Creating a poem is more important to me than having written poems. From 1975 to 2005, I wrote poems through the old fashioned method of being inspired. There was no shortage of awe, and I found that the more I wrote, the more fantastic the world revealed itself to be, channeling constant inspiration into me. In 2005 I finally discovered this coping mechanism I had learned from my factory working family, a device that tended to make me as depressed and anxious as they are. Realizing the loss of the present was a crisis. It took nearly a month to develop the idea of (Soma)tic poetry rituals to anchor me in what I call an "extreme present," meaning I cannot think about anything except the ritual when I am writing inside it. The ease and simplicity of the solution gave me all I needed to realize there is creative viability in everything around me at all times.
(Soma)tics attune the mind through a steady supply of physical application, driving the language toward the Soma inside the Somatic. The rituals where the writing occurs are capable of connecting us to all consciously enacted ritualistic behavior from the past and future. To me it is the opposite of time travel, it is the halting of time, it is the collapsing of the walls separating us from where we have been, where we are going, and beyond. And this is in the best sense of the word "ritual," the ritual to find the energy lines under our feet and fire rituals to acknowledge the mysterious and fastened 98.6 degrees Fahrenheit inside every human being no matter where we live.

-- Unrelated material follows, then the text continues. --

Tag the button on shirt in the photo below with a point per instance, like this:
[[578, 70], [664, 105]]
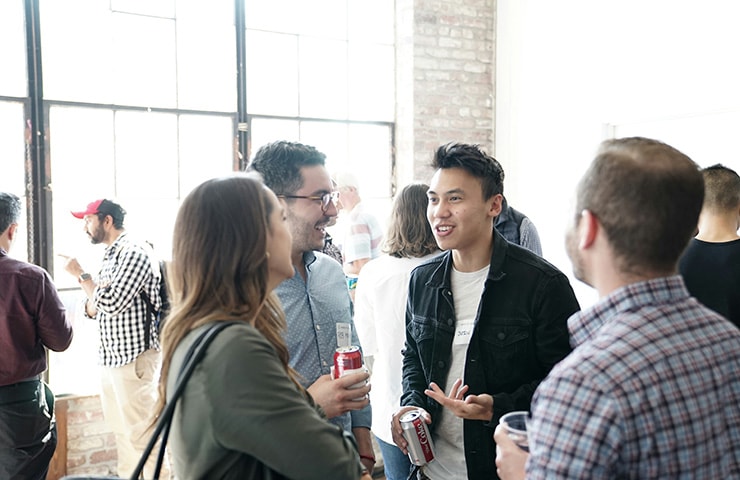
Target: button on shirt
[[313, 308], [128, 267], [651, 391]]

For the first ritual in 2005 I ate a single color of food for 7 days, and I also wore the color. At the end of the first day after eating only red food and wearing a long red wig with the right side in curls, and the left side straight, I reflected on how my attention and writing had been kept present, unlike anything I had previously experienced. I also realized that without the ritual, I would have never written that poem at any other time for any other reason. (Soma)tic rituals orchestrate the space of the writing, which has an extraordinary effect on how the language constructs itself into the resulting architecture. Any additional ingredient in the ritual, or shift of an existing ingredient will also alter the poem.

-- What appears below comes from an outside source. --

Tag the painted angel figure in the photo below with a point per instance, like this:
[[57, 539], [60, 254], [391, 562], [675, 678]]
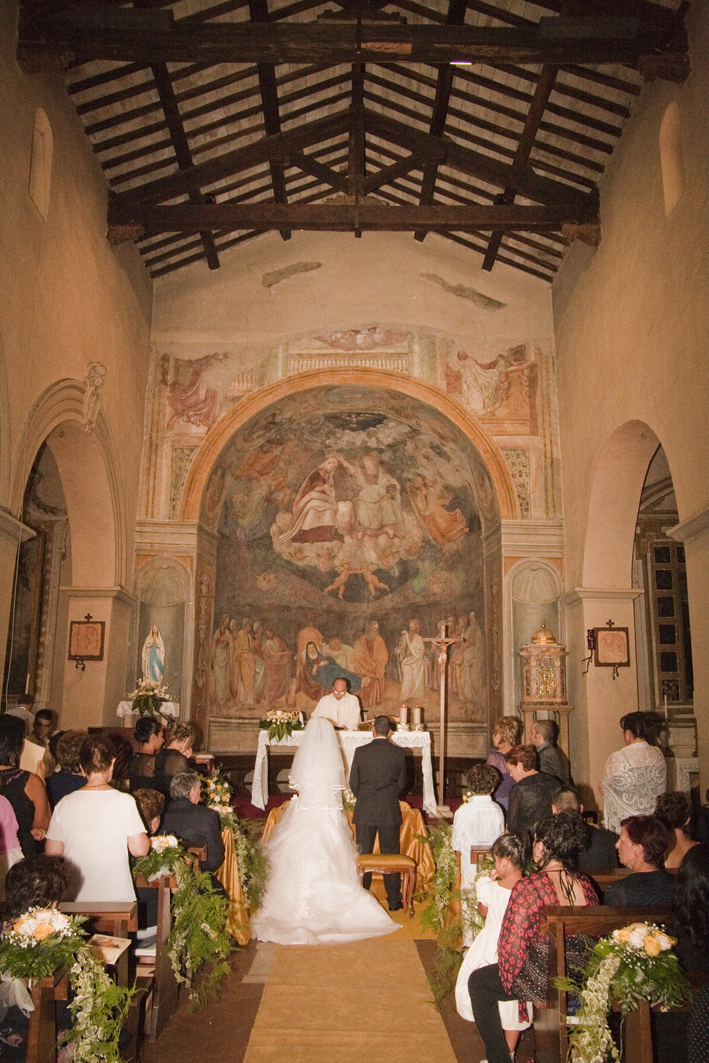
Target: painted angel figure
[[153, 656]]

It is through our connection to ritual where the experience is horizontal, where we can imbibe with everyone living and dead and with people yet to be. The poet Robert Desnos has a line, "the living and the dead give in and wave to me." This is a place where poetry is capable of taking us, a real place where all of time is suddenly present. Rituals can reconnect us to one another and the natural cycles of life and help put an end to our alienation from the planet. Rituals for creating poems have the power to change us in ways we have yet to fully explore. I completely believe in the strength of poetry!